ひと段落ついてから、リリーも挨拶をする。
「リリー・グレシャと申します。一応、司祭でございます。以後、お見知りおきを。」
リリーの所作を見たアンが、デメーテルに視線を合わせた後頷き、一言、言った。
「リリー嬢、失礼ですが、お生まれは?司祭様の中で、今はどのような位置でいらっしゃるのですか?」
てっきり、デメーテルに話しかけてもらえると思っていたリリーは、驚きながらもアンに答えた。

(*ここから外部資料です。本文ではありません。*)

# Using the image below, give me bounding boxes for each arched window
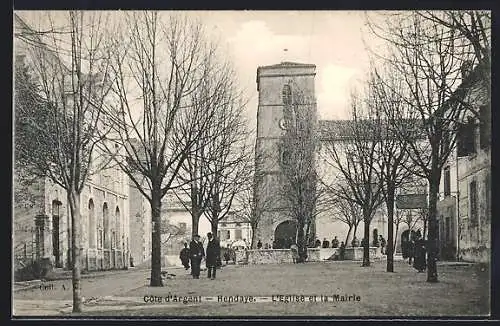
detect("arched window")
[101,203,111,249]
[281,149,292,165]
[88,199,97,248]
[114,206,122,249]
[282,84,292,105]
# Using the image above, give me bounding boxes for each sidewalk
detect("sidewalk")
[13,266,189,292]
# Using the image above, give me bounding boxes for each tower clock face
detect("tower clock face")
[279,118,288,130]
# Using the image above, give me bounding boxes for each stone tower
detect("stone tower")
[254,62,316,248]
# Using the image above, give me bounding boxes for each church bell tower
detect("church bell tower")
[254,62,317,247]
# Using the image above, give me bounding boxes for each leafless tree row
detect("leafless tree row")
[16,11,249,312]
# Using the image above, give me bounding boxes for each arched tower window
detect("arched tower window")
[114,206,122,249]
[102,203,111,249]
[88,199,97,248]
[282,84,292,105]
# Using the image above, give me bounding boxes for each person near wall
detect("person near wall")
[339,241,345,260]
[290,243,299,264]
[206,232,220,280]
[189,234,205,279]
[332,236,339,248]
[224,247,231,265]
[378,235,387,255]
[179,242,190,270]
[413,235,426,273]
[257,239,262,249]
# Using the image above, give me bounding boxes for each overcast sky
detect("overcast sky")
[14,11,380,125]
[195,11,386,119]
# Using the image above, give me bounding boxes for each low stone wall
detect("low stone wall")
[246,247,385,264]
[344,247,385,260]
[246,249,293,264]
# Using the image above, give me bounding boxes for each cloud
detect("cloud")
[316,64,360,119]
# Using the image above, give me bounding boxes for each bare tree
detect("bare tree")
[174,64,247,239]
[325,90,383,266]
[368,71,416,272]
[235,147,276,249]
[14,11,112,312]
[327,185,363,247]
[202,101,253,235]
[107,12,226,286]
[372,12,486,282]
[279,85,324,262]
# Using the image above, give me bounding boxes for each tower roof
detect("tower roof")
[258,61,316,69]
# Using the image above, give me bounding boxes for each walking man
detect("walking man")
[332,236,339,248]
[189,234,205,278]
[207,232,220,280]
[179,242,190,270]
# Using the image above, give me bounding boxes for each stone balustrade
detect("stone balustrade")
[244,247,385,264]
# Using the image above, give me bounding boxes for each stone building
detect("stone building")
[129,186,211,266]
[217,213,252,247]
[438,62,491,262]
[255,62,387,248]
[12,14,130,270]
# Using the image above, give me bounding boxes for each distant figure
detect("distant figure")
[179,242,190,270]
[378,235,387,255]
[189,234,205,279]
[290,243,299,264]
[332,236,339,248]
[206,232,220,280]
[224,248,231,265]
[413,235,426,273]
[339,241,345,260]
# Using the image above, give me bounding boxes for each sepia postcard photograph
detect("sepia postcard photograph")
[11,10,492,319]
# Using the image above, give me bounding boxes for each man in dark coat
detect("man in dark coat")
[179,242,190,270]
[413,235,426,273]
[189,235,205,278]
[332,236,339,248]
[207,232,220,280]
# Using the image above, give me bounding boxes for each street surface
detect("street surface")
[13,261,490,317]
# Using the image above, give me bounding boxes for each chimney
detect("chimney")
[460,60,472,79]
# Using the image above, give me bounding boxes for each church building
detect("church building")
[255,62,387,250]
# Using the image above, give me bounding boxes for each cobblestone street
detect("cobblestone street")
[14,261,490,316]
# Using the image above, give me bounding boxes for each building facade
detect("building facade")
[12,14,130,270]
[217,213,252,248]
[438,62,491,262]
[255,62,387,248]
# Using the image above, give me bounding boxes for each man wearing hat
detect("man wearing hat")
[207,232,220,280]
[189,234,205,278]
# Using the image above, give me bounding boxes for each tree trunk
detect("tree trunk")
[191,205,201,237]
[210,218,219,238]
[392,223,399,256]
[385,185,395,272]
[422,217,428,240]
[361,209,370,267]
[427,173,441,283]
[344,225,353,247]
[250,223,257,249]
[297,223,306,263]
[68,190,82,312]
[150,186,163,286]
[354,223,359,247]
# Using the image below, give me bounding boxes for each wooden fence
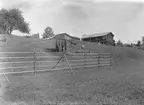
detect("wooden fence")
[0,51,113,75]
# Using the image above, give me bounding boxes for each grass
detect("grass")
[1,33,144,105]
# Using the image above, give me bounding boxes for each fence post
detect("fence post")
[98,53,100,68]
[110,54,112,68]
[84,53,86,68]
[33,48,36,74]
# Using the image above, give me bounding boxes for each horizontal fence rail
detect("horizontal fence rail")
[0,51,113,75]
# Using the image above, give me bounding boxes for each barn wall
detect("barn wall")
[107,34,114,45]
[0,27,4,34]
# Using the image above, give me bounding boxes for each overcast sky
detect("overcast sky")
[0,0,144,43]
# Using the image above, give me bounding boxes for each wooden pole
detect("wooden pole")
[98,54,100,68]
[33,48,36,74]
[84,53,86,68]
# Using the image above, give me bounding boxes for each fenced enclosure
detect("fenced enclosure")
[0,51,113,75]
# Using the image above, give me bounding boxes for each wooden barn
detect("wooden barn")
[47,33,80,52]
[81,32,115,45]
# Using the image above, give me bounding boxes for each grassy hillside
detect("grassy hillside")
[0,34,144,65]
[0,35,144,105]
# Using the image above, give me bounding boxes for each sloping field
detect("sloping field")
[0,36,144,105]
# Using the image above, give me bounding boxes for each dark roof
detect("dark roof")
[82,32,114,39]
[48,33,80,40]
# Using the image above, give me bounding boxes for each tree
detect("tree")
[116,40,123,47]
[0,9,30,34]
[42,27,54,39]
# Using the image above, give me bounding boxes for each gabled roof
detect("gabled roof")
[47,33,80,39]
[82,32,114,39]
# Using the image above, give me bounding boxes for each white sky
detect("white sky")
[0,0,144,43]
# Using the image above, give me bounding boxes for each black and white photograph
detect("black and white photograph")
[0,0,144,105]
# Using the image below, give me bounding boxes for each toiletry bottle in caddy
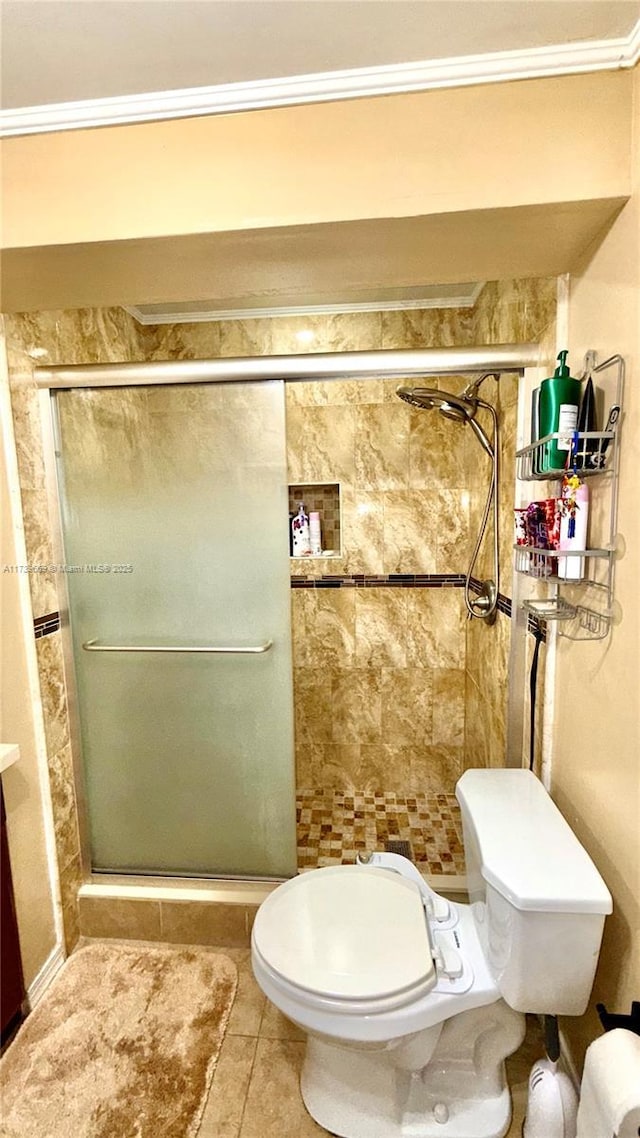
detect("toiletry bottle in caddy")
[558,469,589,580]
[309,510,322,556]
[538,349,582,472]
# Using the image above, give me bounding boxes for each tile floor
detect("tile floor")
[198,948,542,1138]
[296,789,465,876]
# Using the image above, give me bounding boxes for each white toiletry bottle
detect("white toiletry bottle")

「えっと…生まれはセイグリットの大聖堂です。今は司祭参の位を賜っています。」
「…そうでございますか…。奥様、承知いたしました。この方を夏季休暇中に少しはマシになるよう、私が教育をいたします。」
アンがデメーテルに頭を下げる。
「え?ちょっ…、決まりなの?」
つい、素でツッコミを入れてしまったリリーに、
「お行儀が悪うございますよ。」
と、ピシリとアンが言う。その様子をニコニコと眺めていたデメーテルは、アンに対し、
「ふふ、宜しくね。」
と、言った。
「あの、母上?」
レグルスが口を挟む。
「なあに?」
「アンがついてくれるのは助かるのですが、母上の侍女はどうされるのですか?」
「私の?それこそ、ニーナかランに…あ、いいわ。2人についてもらいましょう。いいわよね?ソル。」
「…勿体ない事でございます。ですが、ただの侍女としてならばいざ知らず、護衛も、となると…。2人にはまだ至らないと思いますが…?」
「だからよ。誰でも最初は出来ないものよ?ゆっくり…と言っても限られた期間だけれど。それに、護衛は問題ないわ。この国で一番信用できる護衛が明後日、王城に来るもの。明後日以降は彼に守ってもらうから大丈夫。彼女達もこっちでの用が済み次第、私と一緒にリストランド戻って学び直すよう伝えて頂戴。」
「かしこまりました。ではそのように2人に伝えておきます。」
デメーテルとソルのやり取りと聞いていたレグルスが、また声を掛けた。
「母上、ニーナとランをリストランドに連れて行くとは…?アンはどうされるのですか?」
「もちろん、置いて行くわよ?アンは、彼女の護衛も兼ねるのだもの。」
「アンはそれで良いのかい?」
「奥様のお決めになったことですから、問題はございません。それに、ルナティア様のお傍に居られるのは、リストランド領内の者にとっては憧れでもございますから…。というわけで、ライラ、貴女も至らなければ、私が交代いたしますよ?」
その言葉に、びくり、とライラが身体を引き締めた。
「…本当に、妹君って人気なんだぁ…。」
少し離れた場所で、オリガルが呟くと、同じく離れた場所に立っていたジークリードが振り返る。それに対してオリガルが言葉を続けると、
「いや、学園内は知ってるけどさ。領内の民からの人気も絶大だと思って…。」
「一度、リストランド領に10日くらい滞在すればよく分かるよ。」
と言って、ジークリードは、くすりと小さく笑って答えた。
自分の知らないところで、自分に関することが決められていくことに、少し納得のいかない様子のリリーだったが、
「短い期間ではございますが、何卒よろしくお願いいたします。」
と、侍女ながらも完璧な所作をするアンを見るともう何も言えなくなってしまった。
もう一人、不満そうな顔をしているルナティアに、デメーテルが話しかける。
「ルナティア、貴女も襲われたのよね?その理由が分からない限り、簡単に動くべきではないと思うわ。だから…とりあえず貴女がすべきことは、リストランドとして腕を磨くこと、それから魔力量に恥じない魔法を扱えるようになることに集中してみてはどうかしら?あぁ、あとは、そうね、貴女も明後日、私と一緒に王城にいらっしゃい。姫殿下が楽しみにされているようだから。」
デメーテルがにこりと微笑んで言うと、思い出した様にジークリードが付け加える。
「そうだった。リリアージュから頼まれていたんだった。…ルナティア、急で申し訳ないが妹の相手を頼んでも良いだろうか。」
「それはもちろん、光栄なことですから…。姫殿下ももうすぐ4歳におなりですものね。また一段とお可愛らしくなられたのでしょうね。楽しみです。」
先ほどまでの不満そうな顔は何処へいったのか、ただ単純なのか、ルナティアは笑顔で答えた。
伝言に快諾をもらったことに頷ぎ、ジークリードが各人に向かって言った。
「では、よろしく頼む。…それじゃあ少し話が逸れてしまったが、現状の報告と、リリー嬢の護衛問題はそのように。レグとオリガルは面倒でも定期的に王城に来てくれ。…あ、あとカートリスだが…。」
「ああ、元気になるまではこちらで預かる。トルマンディの件も任せてくれ。」
ジークリードの言葉にレグルスが答えると、ジークリードは安心したような顔で頷き、それぞれ、帰って行った。